Doesn’t seem like a very safe thing for a couple of drunk deer hunters out in the woods. They’re gonna fly it back to themselves and hit the shoot button by mistake for sure.
So I approve of it.

And the technological push shouldn’t be weaponry. It should pizza. Pizza delivery out in the woods.


#6

I can’t believe it hasn’t been happening much sooner. People have been using drones for recon and GIS privately for years. I find it very hard to believe there haven’t been plenty of electronics-savvy rednecks who think it’s a good idea to put a gun on a flying machine. Just in case the gubmint comes to take their other guns.


#7

Pizzas aren’t particularly aerodynamic. I’m gonna petition for falafel and gyro delivery out in the woods. That’d be the tasty way to get close to nature, after ending the hunting trip empty-handed.


#8

Personal drone technology is cool and desirable. Shooting people is not. Overtly linking the two makes it more likely that someone writing laws will think of 9mm slugs rather than video footage when someone talks about shooting from an aerial drone. And then we lose access to the nice things.


#9

That’s what the autonomous ones are for. They can try arresting it, if they’d like.


#10

It has been done before, but the video I’ve seen had the drone falling out of the sky as it fired. That one does a tidy job of managing the recoil.


#11

Yeah. I have a cousin who does lots of RC cars, boats, and planes. He had a huge RC plane about 15 feet long with a massive wing span. He was really proud of it being able to carry an old tippman painball gun, a nearly-empty 200ml CO2 bottle, and a trigger-pulling servo. It’s line of fire was directly forward from just under the nose.

It was a beast. This was back in 2005. He didn’t have a long enough runway to land such a heavy craft, so of course, the landing procedure involved firing the cannon continuously as it came in for a landing to slow it down.


#12

It doesn’t bother me so much, any more than any other potential killing machine. But I do appreciate the democratization of it. Most of the people who have ever threatened me with weapons have been police, who in the US are armed with lethal weapons. The primary risk to my life is further encounters with police.

Not flying drones, but I have looked into autonomous turrets a bit. And would feel more confident of my kids safety with a capable drone escorting them than calling upon LEOs who already cause us grief.

Basically, I don’t carry guns. But I wouldn’t mind setting up my house to automatically deal with anybody else who enters with them.


#13

If you booby trap your house with turreted firearms then any death that results is likely to result in a murder charge as you’d planned it in advance.


#14

That’s pretty much the same thing I say about any people who file into this place with guns drawn. They can always give people a chance to disarm, as I like to consider myself sporting.

This is also a somewhat simplistic interpretation of “autonomous”, which would mean that they act only if certain criteria are met. They are not “booby traps” if they only target specific people, booby traps are indiscriminate. If I am unarmed, and people chase me in my home with guns, I think it’s pretty easily demonstrable as being an act of defense.
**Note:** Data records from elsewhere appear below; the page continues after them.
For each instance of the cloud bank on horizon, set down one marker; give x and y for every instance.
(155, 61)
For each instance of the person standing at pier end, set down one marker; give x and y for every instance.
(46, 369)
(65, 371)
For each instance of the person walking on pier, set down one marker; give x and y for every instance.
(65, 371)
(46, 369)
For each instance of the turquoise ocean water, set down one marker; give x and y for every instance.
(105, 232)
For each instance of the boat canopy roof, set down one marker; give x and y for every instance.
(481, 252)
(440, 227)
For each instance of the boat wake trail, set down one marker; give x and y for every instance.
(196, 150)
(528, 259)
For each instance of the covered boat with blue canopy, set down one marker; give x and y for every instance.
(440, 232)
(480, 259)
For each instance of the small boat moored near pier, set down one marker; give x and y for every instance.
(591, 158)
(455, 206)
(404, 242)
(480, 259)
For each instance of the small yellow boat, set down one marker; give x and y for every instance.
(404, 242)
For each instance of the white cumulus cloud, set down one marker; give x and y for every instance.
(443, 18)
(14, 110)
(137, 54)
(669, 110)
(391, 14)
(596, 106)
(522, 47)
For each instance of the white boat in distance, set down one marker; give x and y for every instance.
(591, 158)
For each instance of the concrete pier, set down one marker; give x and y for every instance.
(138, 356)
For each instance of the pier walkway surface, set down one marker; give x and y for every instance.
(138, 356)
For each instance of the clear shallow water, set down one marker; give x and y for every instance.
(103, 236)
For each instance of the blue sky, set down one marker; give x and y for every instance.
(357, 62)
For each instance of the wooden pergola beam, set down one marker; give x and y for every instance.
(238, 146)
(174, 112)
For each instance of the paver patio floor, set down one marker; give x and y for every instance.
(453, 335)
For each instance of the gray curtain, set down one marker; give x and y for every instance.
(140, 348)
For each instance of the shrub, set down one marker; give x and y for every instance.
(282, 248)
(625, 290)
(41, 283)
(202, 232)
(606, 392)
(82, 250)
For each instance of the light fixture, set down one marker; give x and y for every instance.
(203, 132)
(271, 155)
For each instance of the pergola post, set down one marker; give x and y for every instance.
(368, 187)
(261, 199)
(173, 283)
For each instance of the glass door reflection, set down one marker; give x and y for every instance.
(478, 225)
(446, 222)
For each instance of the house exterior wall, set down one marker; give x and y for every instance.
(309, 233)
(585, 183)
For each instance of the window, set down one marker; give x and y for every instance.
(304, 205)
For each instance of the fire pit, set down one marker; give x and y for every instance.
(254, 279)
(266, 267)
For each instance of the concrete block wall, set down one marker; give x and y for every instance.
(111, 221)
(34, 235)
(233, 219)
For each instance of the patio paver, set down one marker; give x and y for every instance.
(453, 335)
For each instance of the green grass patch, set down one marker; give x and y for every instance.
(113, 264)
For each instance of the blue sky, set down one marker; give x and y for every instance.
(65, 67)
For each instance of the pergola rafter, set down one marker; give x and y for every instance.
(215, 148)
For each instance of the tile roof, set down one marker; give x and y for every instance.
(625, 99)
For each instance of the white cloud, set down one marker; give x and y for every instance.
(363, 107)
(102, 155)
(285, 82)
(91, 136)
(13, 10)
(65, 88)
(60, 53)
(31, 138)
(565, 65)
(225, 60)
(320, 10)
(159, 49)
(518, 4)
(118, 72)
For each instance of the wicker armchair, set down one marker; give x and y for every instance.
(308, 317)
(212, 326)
Also, the US has tried to use autonomous killing machines to set precedent of the deniability of their responsibility for killing, so they seem to be indicating that it is the right thing to do. I don’t personally believe this myself, and will happily stop once they do.


#15

Somewhat related, in Iraq, the military only pays out loss of life claims if they are directly caused by soldiers when they’re off-duty.

They won’t pay, for instance, if a kid steps on an undetonated clusterbomb.


#16

How much longer will corrupt scumbags who massively fuck over all of humanity feel secure outside of their mansions?

Just sayin’…


#17

This topic was automatically closed after 582 days. New replies are no longer allowed.